Told  /  TV Review

Bruce Lee’s “Warrior,” and the Politics of Kung Fu

The Max series makes a radical argument for what constitutes American history.

“Warrior” tells the story of two crime families—the Hop Wei, which Ah Sahm ultimately joins, and the Long Zii—who are embroiled in a conflict that’s known as the Tong Wars. Lin has said that he was eager to develop a relegated history while also making mainstream entertainment. “I’ve always felt like it’s such an American story, but never told,” he explained, in a 2019 interview. “Warrior” expands our ideas of what constitutes “American history” by partly focussing on another competition—between the Irish and Chinese communities in San Francisco. The Irish community is led by Dylan Leary (Dean Jagger), a de-facto labor organizer who goes to extreme lengths to maim Chinese workers in sought-after jobs, negotiating with American robber barons and elected officials. Meanwhile, the Long Zii make a deal with a nativist deputy mayor, in exchange for opium and increased policing of the Hop Wei.

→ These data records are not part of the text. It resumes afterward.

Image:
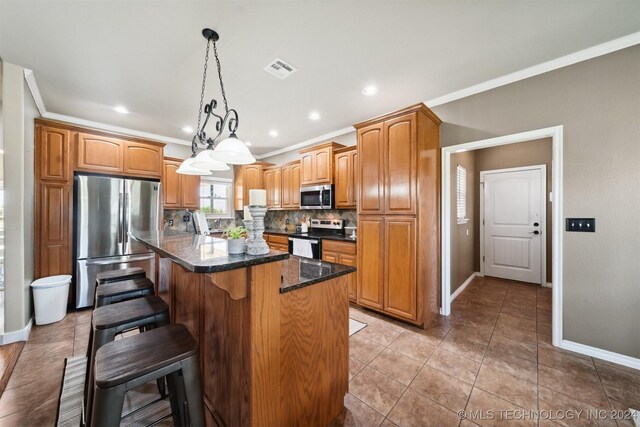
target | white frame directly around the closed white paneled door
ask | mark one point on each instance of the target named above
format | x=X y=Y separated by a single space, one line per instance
x=543 y=217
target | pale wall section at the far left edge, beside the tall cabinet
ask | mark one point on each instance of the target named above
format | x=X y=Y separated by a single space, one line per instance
x=18 y=114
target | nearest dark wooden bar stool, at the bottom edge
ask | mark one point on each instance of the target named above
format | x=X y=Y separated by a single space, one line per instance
x=135 y=360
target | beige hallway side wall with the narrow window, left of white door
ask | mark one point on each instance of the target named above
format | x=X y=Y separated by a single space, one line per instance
x=463 y=251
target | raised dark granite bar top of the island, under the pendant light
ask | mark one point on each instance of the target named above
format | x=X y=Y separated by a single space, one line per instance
x=201 y=254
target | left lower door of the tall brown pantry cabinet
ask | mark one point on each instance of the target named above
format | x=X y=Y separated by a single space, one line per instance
x=371 y=258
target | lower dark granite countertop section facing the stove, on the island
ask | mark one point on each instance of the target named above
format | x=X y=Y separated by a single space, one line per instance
x=300 y=272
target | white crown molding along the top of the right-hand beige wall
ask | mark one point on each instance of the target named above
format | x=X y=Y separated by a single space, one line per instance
x=554 y=64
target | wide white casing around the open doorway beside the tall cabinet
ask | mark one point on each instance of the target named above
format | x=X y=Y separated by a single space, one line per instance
x=556 y=135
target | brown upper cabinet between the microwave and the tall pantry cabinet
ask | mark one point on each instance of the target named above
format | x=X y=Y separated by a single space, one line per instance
x=345 y=162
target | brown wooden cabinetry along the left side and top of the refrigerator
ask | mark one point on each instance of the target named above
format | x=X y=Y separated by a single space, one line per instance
x=60 y=150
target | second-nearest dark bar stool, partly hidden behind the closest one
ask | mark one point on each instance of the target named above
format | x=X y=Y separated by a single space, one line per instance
x=110 y=320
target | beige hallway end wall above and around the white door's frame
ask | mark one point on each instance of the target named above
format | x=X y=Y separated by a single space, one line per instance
x=527 y=153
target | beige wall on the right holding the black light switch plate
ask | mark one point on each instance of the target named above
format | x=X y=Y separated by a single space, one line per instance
x=598 y=103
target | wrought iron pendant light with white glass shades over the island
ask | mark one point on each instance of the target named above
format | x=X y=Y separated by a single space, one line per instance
x=230 y=150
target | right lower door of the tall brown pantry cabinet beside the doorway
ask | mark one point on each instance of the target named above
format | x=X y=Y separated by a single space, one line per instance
x=401 y=297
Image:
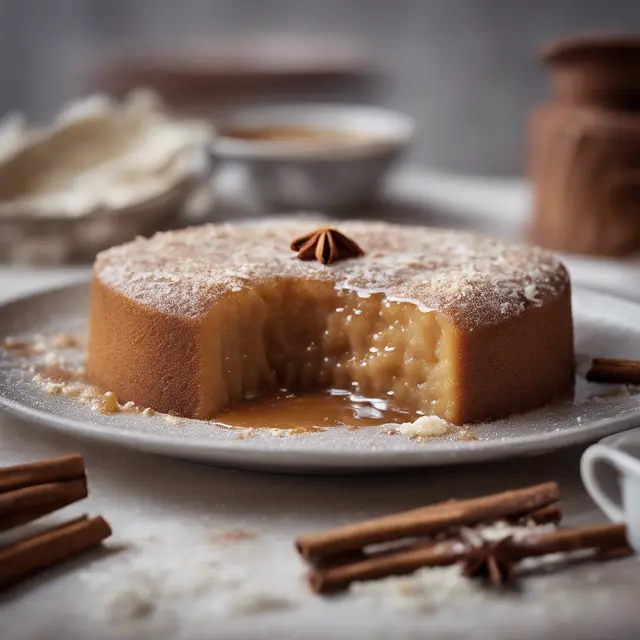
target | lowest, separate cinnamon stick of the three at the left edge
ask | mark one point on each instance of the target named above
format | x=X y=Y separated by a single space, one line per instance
x=40 y=551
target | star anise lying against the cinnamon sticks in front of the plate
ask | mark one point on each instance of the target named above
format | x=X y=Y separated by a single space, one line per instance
x=486 y=558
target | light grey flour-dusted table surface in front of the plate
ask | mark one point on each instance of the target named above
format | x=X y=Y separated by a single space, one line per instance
x=169 y=570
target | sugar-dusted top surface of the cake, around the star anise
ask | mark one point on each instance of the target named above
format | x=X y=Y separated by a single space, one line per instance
x=474 y=280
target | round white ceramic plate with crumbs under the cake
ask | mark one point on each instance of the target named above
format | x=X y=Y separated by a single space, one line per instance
x=605 y=326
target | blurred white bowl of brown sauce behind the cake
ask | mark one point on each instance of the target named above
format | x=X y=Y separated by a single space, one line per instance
x=337 y=173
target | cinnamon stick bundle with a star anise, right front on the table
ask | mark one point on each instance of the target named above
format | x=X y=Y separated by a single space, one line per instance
x=449 y=533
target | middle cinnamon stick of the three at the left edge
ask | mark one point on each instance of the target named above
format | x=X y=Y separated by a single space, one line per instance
x=42 y=498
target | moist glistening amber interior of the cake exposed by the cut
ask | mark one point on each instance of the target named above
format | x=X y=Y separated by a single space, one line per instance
x=305 y=335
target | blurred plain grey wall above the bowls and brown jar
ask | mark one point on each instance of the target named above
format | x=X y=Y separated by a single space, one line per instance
x=465 y=70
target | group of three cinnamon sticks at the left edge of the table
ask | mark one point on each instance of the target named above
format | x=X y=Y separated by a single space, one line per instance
x=30 y=491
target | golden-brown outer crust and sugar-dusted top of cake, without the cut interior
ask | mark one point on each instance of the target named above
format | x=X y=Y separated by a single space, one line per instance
x=507 y=308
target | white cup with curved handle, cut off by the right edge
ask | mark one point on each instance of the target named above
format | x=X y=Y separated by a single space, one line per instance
x=611 y=473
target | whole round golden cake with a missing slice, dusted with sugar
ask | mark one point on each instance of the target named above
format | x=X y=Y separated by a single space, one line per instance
x=446 y=323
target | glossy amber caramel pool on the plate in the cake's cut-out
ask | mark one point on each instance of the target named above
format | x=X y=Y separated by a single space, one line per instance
x=313 y=411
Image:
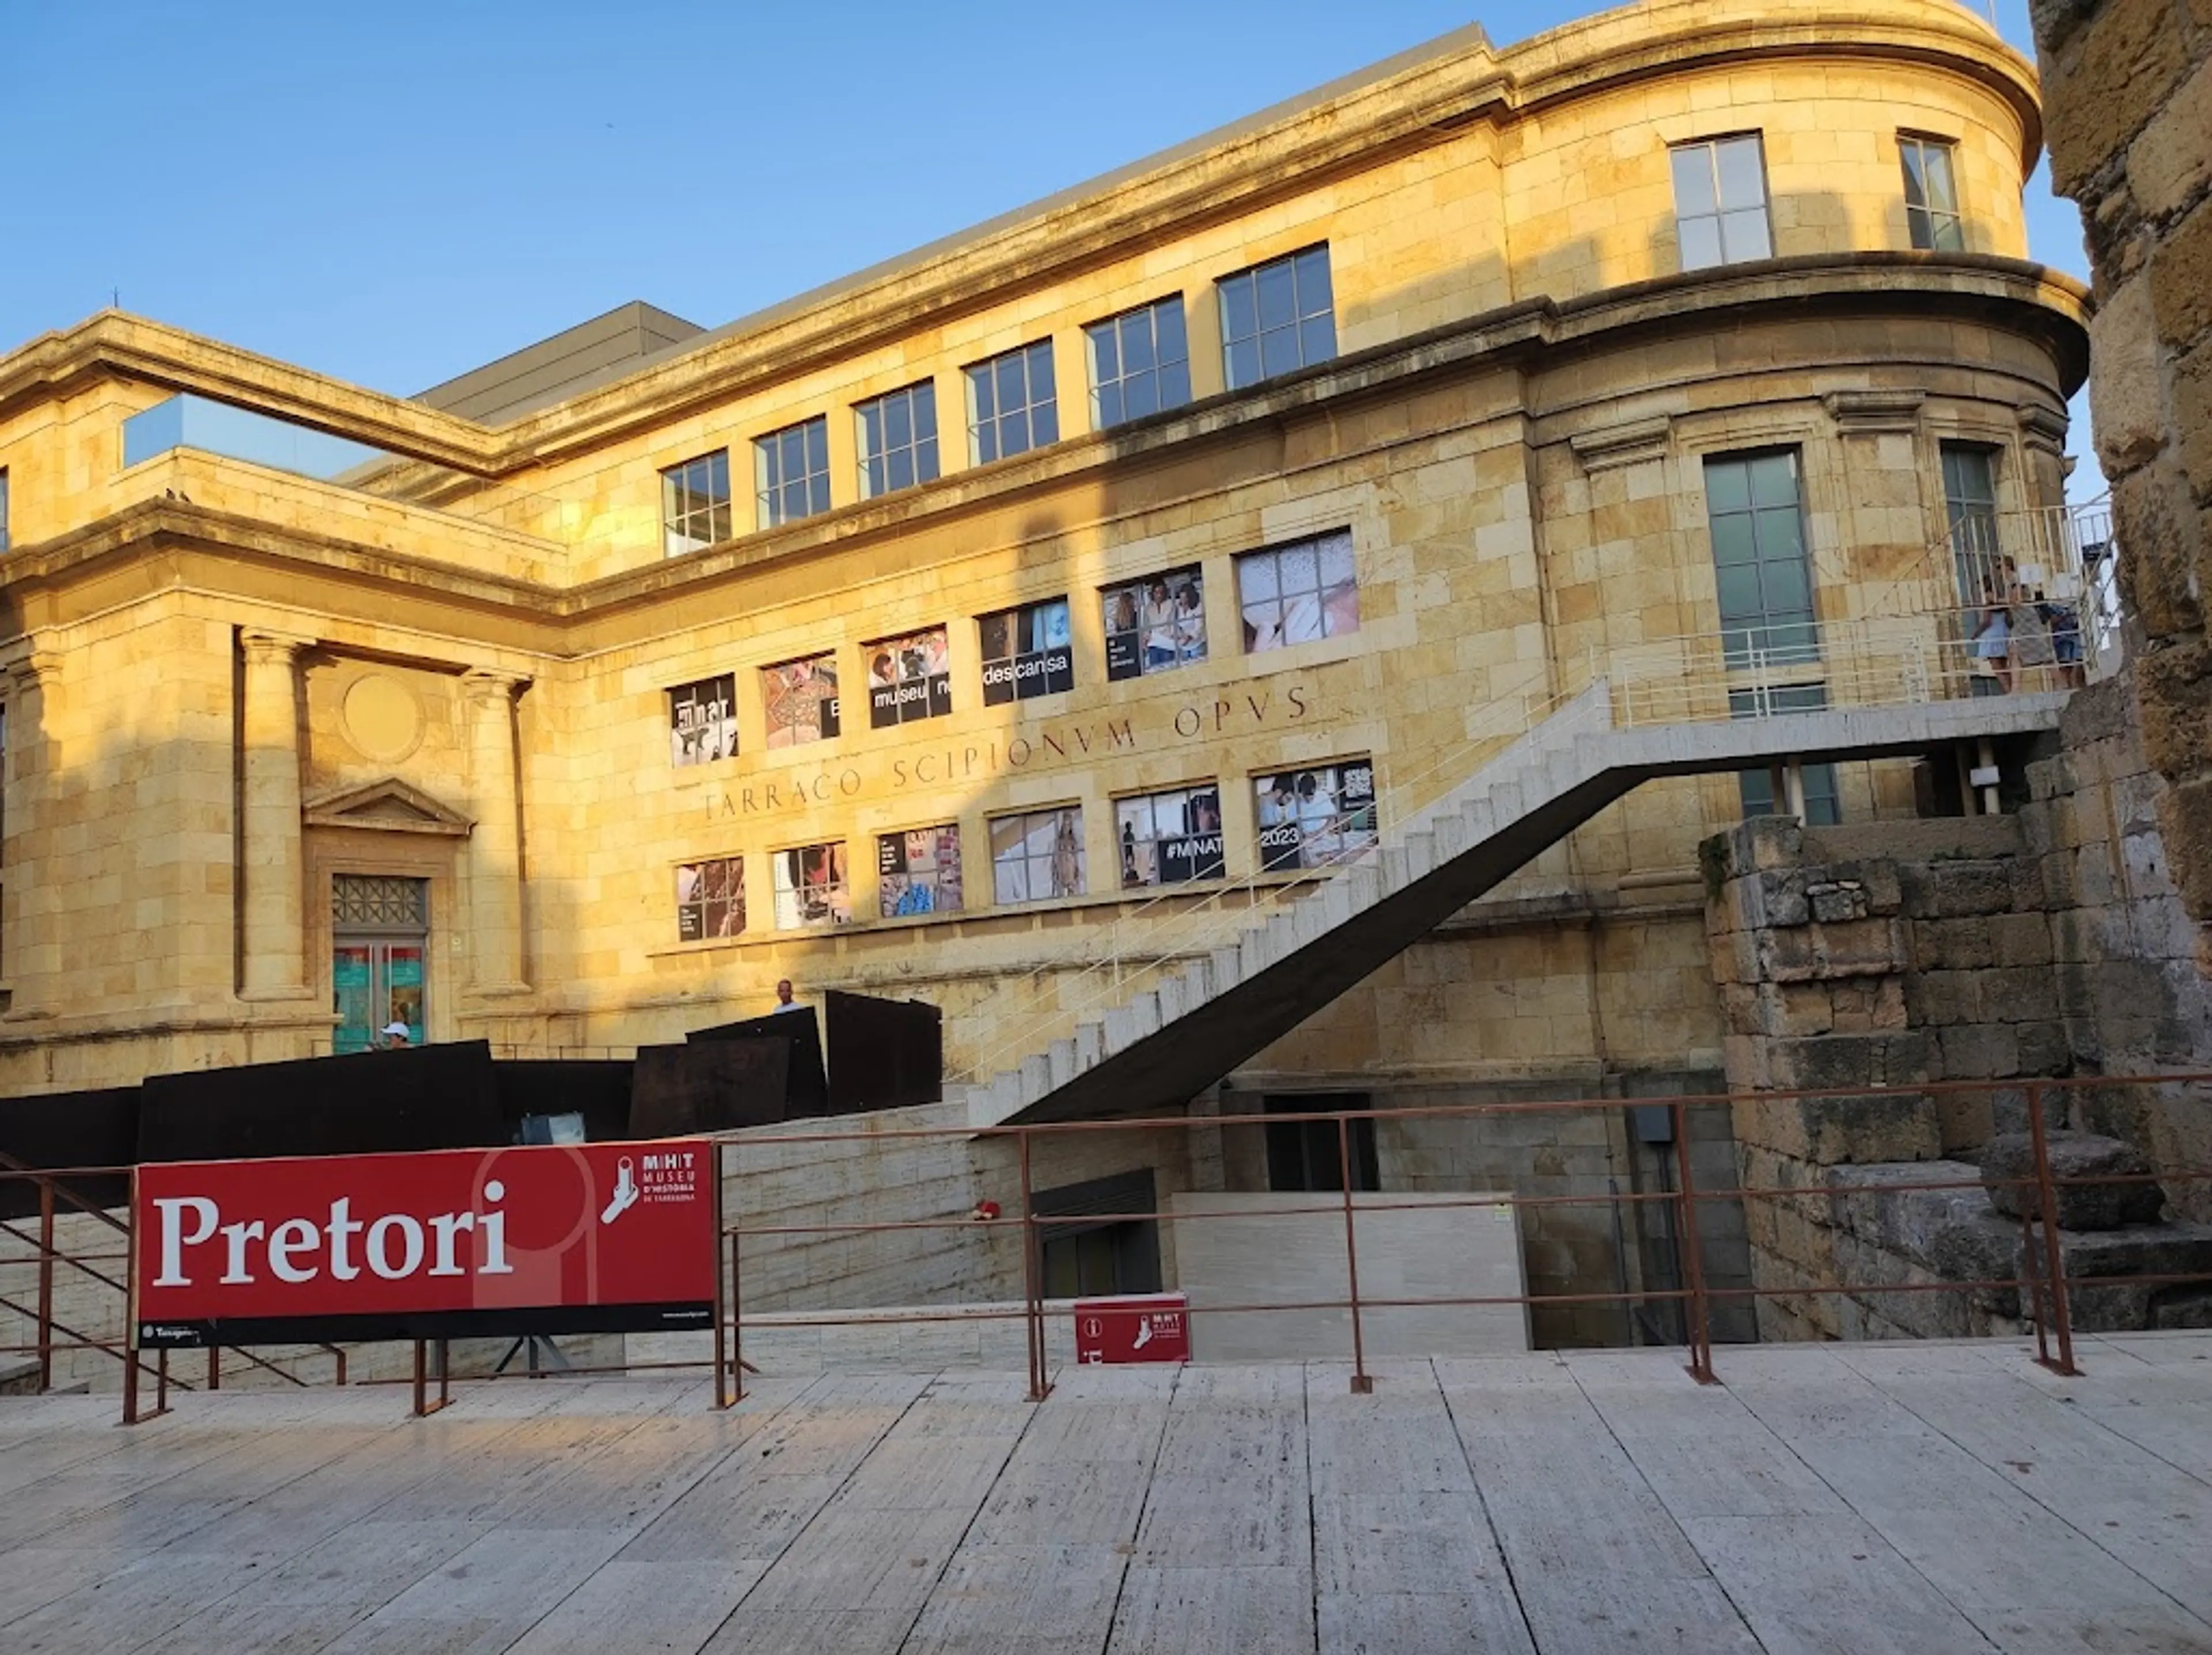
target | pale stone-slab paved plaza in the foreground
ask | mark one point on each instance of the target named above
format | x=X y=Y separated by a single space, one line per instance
x=1910 y=1499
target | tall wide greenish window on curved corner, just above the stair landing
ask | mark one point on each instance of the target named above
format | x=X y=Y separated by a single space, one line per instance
x=1760 y=559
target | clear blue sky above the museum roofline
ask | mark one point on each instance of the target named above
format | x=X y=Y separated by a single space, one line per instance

The deputy, who aspires to become the next mayor of San Francisco, encourages disorder in Chinatown so that he can run on a platform that involves ejecting all Chinese residents from the city. But he’s also interested in something more systematic: the creation of legislation to restrict immigration by targeting one specific ethnic group. Leary and the Long Zii both represent marginalized groups that have sold out for marginal power. It’s a clear charter to respective destruction, for the Long Zii especially, since their turf war will inevitably end with an immigration ban that will last more than sixty years, followed by another twenty-plus years of restrictions.

At times, “Warrior” can feel radical. It not only conjures figures who have rarely been centered on television before but also supplies these characters with rich inner lives. Still, there’s an occasional narrowness, which might be attributed to the fact that the show was conceived in the nineteen-sixties, by an actor who was predominantly interested in documenting the Chinese experience in America. There are barely any Black characters present, aside from a drug dealer and a vixen bartender, and their story lines are bland, despite occurring in the period immediately following Reconstruction. Even if the show’s focus is on Irish immigrants and Chinese people making a deal with whitey to tear one another down, it seems like there’s still an opportunity to shift the camera to nearby Stone Street, which was once the only Black enclave in San Francisco.